My kids have always known where their meat comes from. They help with the entire process of killing, cleaning, butchering and packaging the meat. My kids have also put meat on the table with their guns.

Animals in zoos, especially those born and raised in captivity, don't have much chance to experience catching their lunch. In some places, they do. Outdoor enclosures occasionally see a wild animal fall into the pen, in which case instincts kick right in.
Must be zoo kibble.

That's rare. Most of the time, the predators eat pretty much the same stuff Hairball gets when he comes inside. Robert K., one of the show's hosts munched a bit of kibble which is fed to predators in US zoos. He said it tasted like "chalk."

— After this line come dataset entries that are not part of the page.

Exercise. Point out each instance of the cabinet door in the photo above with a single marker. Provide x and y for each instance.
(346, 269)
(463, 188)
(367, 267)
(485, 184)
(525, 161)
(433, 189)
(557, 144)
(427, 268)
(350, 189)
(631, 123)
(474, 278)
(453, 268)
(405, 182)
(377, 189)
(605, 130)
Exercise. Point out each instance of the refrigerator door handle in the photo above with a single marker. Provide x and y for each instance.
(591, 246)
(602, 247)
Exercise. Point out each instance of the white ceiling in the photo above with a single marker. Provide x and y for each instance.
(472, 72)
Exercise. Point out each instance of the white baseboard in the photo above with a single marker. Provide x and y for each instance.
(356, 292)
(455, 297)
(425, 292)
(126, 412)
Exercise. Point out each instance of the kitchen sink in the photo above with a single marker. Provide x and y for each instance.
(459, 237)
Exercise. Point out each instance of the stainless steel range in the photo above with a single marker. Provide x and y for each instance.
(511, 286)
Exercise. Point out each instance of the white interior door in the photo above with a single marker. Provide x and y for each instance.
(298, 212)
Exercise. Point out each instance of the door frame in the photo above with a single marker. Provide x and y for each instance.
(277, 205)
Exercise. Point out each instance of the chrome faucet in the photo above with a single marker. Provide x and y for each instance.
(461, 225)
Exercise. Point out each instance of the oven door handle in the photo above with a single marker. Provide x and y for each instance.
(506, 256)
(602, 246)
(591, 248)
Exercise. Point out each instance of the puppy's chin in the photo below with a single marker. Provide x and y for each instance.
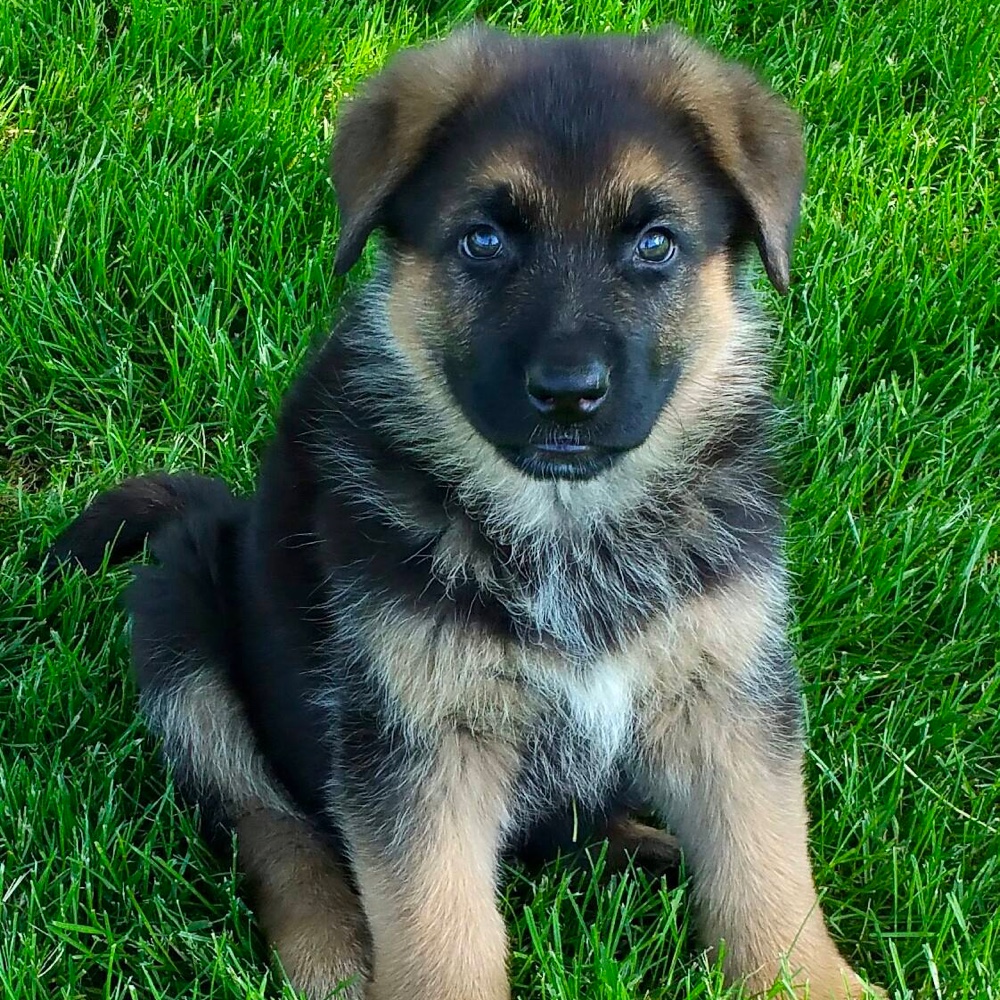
(569, 462)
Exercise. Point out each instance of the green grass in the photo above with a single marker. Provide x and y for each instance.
(167, 239)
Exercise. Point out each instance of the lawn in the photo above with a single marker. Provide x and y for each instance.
(168, 232)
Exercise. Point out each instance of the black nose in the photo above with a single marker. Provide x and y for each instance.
(568, 392)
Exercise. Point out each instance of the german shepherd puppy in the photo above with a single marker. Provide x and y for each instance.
(515, 556)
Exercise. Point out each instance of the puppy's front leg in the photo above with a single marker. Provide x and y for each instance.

Ah. Chalk. These noble beasts are fed process, sorted, shaped and dried pellets of food that provide 100 percent of the animal's daily requirements of nutrition and 0 percent of the animal's wishes.

How can I say that? At a few zoos, captive animals do get real food. But they generally don't get to kill it. It's already been killed and frozen. "Rat-sicles" the story called the frozen rodents. The animals still show much delight over this real meat.

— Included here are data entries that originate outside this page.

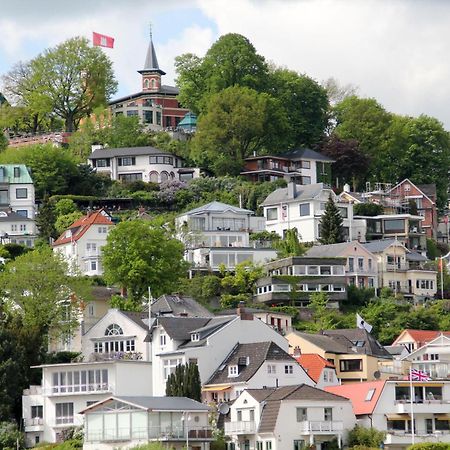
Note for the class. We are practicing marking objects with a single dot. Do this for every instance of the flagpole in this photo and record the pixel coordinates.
(411, 392)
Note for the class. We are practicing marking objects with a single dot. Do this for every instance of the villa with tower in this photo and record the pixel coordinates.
(156, 104)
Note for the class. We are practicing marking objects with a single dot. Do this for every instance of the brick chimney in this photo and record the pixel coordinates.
(242, 313)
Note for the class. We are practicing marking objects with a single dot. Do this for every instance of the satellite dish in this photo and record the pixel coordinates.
(224, 408)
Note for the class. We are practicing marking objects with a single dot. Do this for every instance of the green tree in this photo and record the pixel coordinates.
(368, 437)
(331, 231)
(49, 299)
(185, 382)
(290, 245)
(239, 121)
(141, 253)
(305, 103)
(231, 61)
(72, 78)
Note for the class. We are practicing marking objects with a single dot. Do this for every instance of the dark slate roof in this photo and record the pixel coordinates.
(255, 354)
(326, 343)
(306, 153)
(303, 192)
(368, 344)
(155, 403)
(273, 401)
(126, 151)
(176, 305)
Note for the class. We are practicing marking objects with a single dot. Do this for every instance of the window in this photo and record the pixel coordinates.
(304, 209)
(351, 365)
(289, 369)
(272, 213)
(21, 193)
(113, 330)
(233, 371)
(302, 414)
(127, 161)
(64, 413)
(37, 411)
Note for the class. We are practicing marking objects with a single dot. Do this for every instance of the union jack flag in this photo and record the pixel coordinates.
(418, 375)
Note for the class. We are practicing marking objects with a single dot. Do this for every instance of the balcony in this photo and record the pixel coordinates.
(321, 427)
(159, 433)
(240, 427)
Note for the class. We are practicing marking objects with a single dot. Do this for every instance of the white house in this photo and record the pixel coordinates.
(204, 341)
(140, 164)
(67, 389)
(17, 229)
(254, 366)
(301, 207)
(17, 190)
(386, 406)
(217, 233)
(291, 417)
(127, 422)
(81, 243)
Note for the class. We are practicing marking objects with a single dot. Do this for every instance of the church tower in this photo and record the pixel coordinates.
(151, 73)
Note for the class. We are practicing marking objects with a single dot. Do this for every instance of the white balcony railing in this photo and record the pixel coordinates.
(315, 426)
(240, 427)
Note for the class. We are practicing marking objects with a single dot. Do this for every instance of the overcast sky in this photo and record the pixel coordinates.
(396, 51)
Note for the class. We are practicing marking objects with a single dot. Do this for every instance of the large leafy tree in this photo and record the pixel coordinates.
(231, 61)
(70, 79)
(238, 122)
(305, 103)
(331, 230)
(141, 253)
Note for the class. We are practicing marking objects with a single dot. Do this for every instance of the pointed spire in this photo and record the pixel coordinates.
(151, 61)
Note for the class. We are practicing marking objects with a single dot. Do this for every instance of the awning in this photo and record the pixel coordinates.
(398, 417)
(215, 388)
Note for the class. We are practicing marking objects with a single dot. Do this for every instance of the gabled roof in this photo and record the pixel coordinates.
(362, 342)
(303, 192)
(153, 403)
(176, 305)
(254, 355)
(217, 207)
(274, 400)
(126, 151)
(80, 226)
(421, 336)
(314, 364)
(363, 400)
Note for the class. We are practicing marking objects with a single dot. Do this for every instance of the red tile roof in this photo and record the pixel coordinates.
(313, 364)
(80, 226)
(357, 393)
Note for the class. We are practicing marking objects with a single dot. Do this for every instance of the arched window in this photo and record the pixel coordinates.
(153, 177)
(113, 330)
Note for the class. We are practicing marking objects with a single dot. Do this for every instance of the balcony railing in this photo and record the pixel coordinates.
(151, 433)
(240, 427)
(309, 426)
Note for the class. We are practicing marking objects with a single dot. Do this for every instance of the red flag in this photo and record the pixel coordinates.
(100, 40)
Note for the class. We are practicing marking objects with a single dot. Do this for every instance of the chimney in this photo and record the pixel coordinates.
(292, 189)
(242, 313)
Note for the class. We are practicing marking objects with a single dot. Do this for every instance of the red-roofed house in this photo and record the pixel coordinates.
(414, 339)
(319, 369)
(80, 244)
(386, 406)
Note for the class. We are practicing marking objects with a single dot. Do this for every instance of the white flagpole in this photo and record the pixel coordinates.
(411, 395)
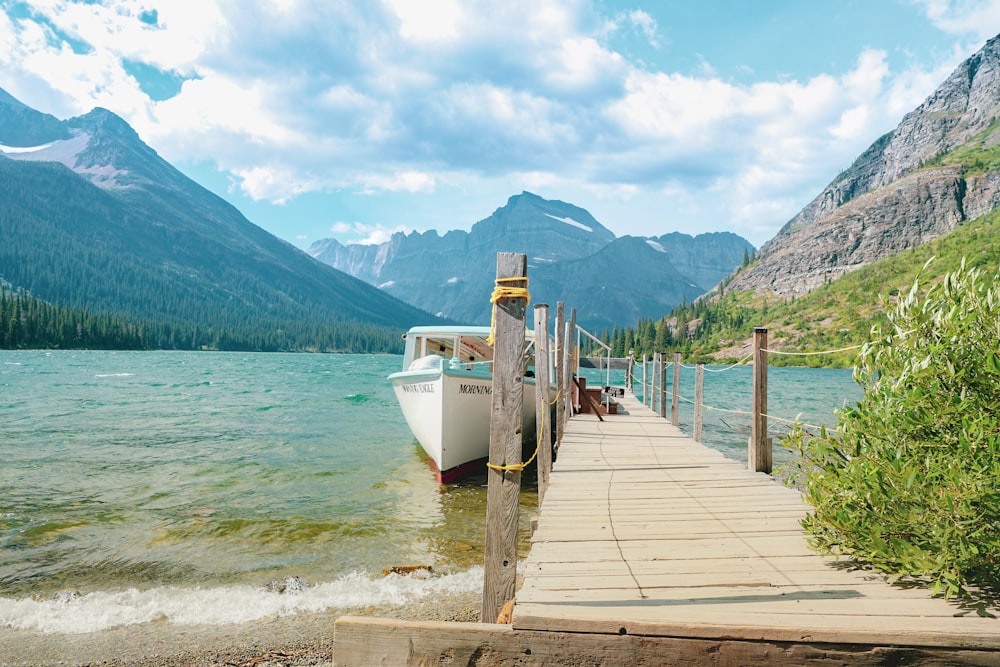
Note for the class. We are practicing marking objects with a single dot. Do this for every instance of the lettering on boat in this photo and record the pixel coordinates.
(419, 388)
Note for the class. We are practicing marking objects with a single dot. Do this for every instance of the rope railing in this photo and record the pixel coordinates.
(759, 444)
(746, 413)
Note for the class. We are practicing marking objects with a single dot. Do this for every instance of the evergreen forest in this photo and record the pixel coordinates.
(30, 323)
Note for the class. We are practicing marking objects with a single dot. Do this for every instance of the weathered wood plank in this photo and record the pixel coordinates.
(507, 399)
(361, 642)
(646, 531)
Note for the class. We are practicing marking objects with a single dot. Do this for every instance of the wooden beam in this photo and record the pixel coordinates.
(561, 387)
(676, 391)
(360, 642)
(759, 456)
(699, 399)
(543, 413)
(507, 400)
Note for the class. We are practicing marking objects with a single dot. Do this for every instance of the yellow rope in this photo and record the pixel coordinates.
(806, 354)
(503, 291)
(519, 467)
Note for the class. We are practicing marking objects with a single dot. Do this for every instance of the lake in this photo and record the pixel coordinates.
(204, 487)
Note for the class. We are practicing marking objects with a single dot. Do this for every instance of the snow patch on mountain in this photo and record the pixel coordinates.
(64, 151)
(571, 221)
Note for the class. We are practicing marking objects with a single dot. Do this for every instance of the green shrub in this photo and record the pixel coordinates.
(910, 481)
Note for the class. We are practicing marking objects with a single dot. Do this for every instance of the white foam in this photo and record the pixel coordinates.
(72, 614)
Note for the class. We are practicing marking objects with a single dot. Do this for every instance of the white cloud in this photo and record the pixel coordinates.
(977, 18)
(428, 20)
(397, 97)
(367, 234)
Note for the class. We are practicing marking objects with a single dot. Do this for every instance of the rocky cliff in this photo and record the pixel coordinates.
(571, 258)
(901, 192)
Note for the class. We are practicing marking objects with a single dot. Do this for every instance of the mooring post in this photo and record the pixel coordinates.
(630, 373)
(699, 398)
(561, 387)
(675, 394)
(572, 358)
(759, 456)
(645, 380)
(543, 414)
(503, 475)
(662, 381)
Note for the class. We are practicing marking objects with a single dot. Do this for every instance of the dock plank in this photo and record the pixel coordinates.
(644, 531)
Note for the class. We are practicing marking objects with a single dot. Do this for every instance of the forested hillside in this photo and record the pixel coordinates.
(837, 315)
(30, 323)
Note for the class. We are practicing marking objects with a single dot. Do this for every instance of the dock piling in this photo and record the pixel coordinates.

The story shifted to China, which at the time allowed live feeding of the big animals. This is where the woman reporter engaged in her negative editorial commentary. Anyway, the big cats at the Chinese zoo crowded up around the vehicle with zoo visitors, eagerly expecting a live chicken to be hurled out a window. A chicken was tossed. A lion grabbed it.

Reality works well for me. How about you?
The REAL original recipe.

The reporter was upset.

I wonder if she is a vegetarian.

The only zoos in the world, according to Radio, which allow live feeding are in China. This is not true. I have been to animal enclosures in the US in which captive animals consumed live prey. But it is rare and generally confined to aquatics and reptiles.

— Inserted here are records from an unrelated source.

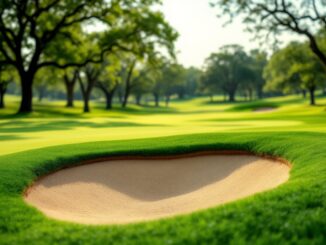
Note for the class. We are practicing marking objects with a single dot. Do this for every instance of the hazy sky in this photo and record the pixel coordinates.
(201, 32)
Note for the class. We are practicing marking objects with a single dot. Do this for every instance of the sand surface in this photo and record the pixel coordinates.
(125, 191)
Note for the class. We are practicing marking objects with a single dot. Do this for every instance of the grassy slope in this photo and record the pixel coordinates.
(52, 124)
(295, 212)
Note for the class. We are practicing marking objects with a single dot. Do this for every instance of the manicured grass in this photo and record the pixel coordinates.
(294, 213)
(52, 124)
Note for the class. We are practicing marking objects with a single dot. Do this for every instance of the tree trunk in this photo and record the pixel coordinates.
(250, 94)
(138, 99)
(109, 98)
(2, 95)
(26, 104)
(126, 97)
(260, 94)
(70, 94)
(86, 103)
(70, 87)
(41, 93)
(312, 95)
(157, 100)
(167, 100)
(231, 96)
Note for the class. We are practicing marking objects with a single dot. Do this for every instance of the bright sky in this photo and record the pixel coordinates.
(201, 32)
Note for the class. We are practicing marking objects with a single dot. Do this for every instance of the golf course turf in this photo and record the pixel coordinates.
(294, 212)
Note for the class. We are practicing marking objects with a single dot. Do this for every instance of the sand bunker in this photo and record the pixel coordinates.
(124, 191)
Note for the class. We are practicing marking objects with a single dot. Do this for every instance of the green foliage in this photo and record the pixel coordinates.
(294, 68)
(231, 69)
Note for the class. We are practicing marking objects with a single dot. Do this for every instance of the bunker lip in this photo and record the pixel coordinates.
(197, 189)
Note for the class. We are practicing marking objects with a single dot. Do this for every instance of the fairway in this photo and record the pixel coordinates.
(51, 124)
(53, 138)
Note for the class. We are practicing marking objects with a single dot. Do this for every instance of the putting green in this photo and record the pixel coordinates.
(52, 138)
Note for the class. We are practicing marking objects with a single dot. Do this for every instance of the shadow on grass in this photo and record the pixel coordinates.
(26, 127)
(10, 137)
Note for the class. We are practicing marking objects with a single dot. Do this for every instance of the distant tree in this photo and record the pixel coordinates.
(168, 82)
(6, 76)
(109, 79)
(294, 68)
(257, 65)
(144, 85)
(87, 78)
(303, 17)
(70, 77)
(29, 28)
(192, 77)
(45, 78)
(227, 69)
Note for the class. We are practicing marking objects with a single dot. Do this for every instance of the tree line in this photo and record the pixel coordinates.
(126, 49)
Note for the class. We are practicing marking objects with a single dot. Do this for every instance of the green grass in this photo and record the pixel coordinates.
(52, 138)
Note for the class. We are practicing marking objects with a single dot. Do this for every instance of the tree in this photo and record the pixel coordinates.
(303, 17)
(87, 78)
(171, 79)
(257, 65)
(6, 76)
(70, 78)
(28, 28)
(227, 69)
(44, 79)
(109, 79)
(192, 81)
(292, 68)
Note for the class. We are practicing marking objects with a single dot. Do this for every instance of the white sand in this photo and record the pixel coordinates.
(124, 191)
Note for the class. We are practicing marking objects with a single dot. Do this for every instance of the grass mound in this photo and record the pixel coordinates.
(293, 213)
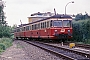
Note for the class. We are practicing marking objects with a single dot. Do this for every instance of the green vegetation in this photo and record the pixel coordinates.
(81, 31)
(5, 43)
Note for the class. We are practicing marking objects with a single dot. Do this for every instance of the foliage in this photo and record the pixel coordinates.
(81, 30)
(5, 43)
(5, 31)
(81, 17)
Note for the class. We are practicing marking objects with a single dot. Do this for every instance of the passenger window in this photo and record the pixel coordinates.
(48, 24)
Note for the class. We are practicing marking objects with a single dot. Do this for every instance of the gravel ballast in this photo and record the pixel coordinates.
(23, 51)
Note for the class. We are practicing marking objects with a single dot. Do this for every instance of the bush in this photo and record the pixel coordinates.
(81, 30)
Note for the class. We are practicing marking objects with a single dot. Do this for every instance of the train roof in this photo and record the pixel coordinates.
(54, 16)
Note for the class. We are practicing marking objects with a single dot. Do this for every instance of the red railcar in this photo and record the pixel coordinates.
(54, 27)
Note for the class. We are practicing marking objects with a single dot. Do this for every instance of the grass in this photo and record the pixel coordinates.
(5, 43)
(19, 46)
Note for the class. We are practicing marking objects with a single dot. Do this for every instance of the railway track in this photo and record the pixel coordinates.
(66, 53)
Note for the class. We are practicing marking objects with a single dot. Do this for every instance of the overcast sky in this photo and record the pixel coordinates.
(17, 10)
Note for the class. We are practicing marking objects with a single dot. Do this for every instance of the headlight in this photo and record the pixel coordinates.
(68, 30)
(55, 30)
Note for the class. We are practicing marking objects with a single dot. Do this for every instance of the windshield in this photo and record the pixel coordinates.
(66, 23)
(57, 23)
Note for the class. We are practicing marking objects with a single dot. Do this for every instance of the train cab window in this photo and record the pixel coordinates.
(41, 25)
(27, 27)
(47, 23)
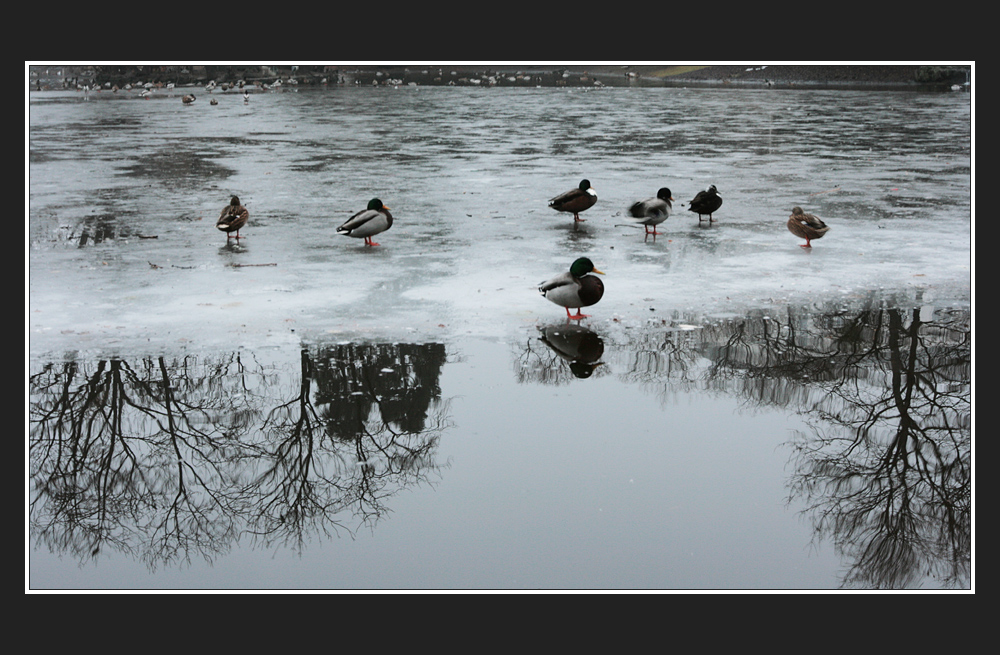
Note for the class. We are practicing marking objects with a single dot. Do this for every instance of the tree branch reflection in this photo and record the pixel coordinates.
(164, 460)
(886, 472)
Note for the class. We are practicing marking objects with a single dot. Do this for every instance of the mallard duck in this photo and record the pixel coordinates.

The story also contains a clip about a squirrel that fell into an enclosure. One young girl refused to watch the ensuing stalk and kill. But when interviewed, the little girl said she was rooting for the cat to be successful in the hunt.

The story also points out that surveys of zoo goers would really like to see live feeding. In other words, folks going to the zoo want to see a lion chase down a calf and eat it. They can see it everywhere else vicariously. Why not in person? If zoo operators are really interested in the animals and the public, they'll allow live feeding.

It's not disgusting. It is the chain and circle of life. Children need to see this. Children need to know this. Children need to be exposed to reality.

For that matter, we all need to be exposed to reality regardless of how old we are. Live feeding at zoos, well it ain't the same as going to the African savannah and seeing a lion chase down a wildebeest, but it's close.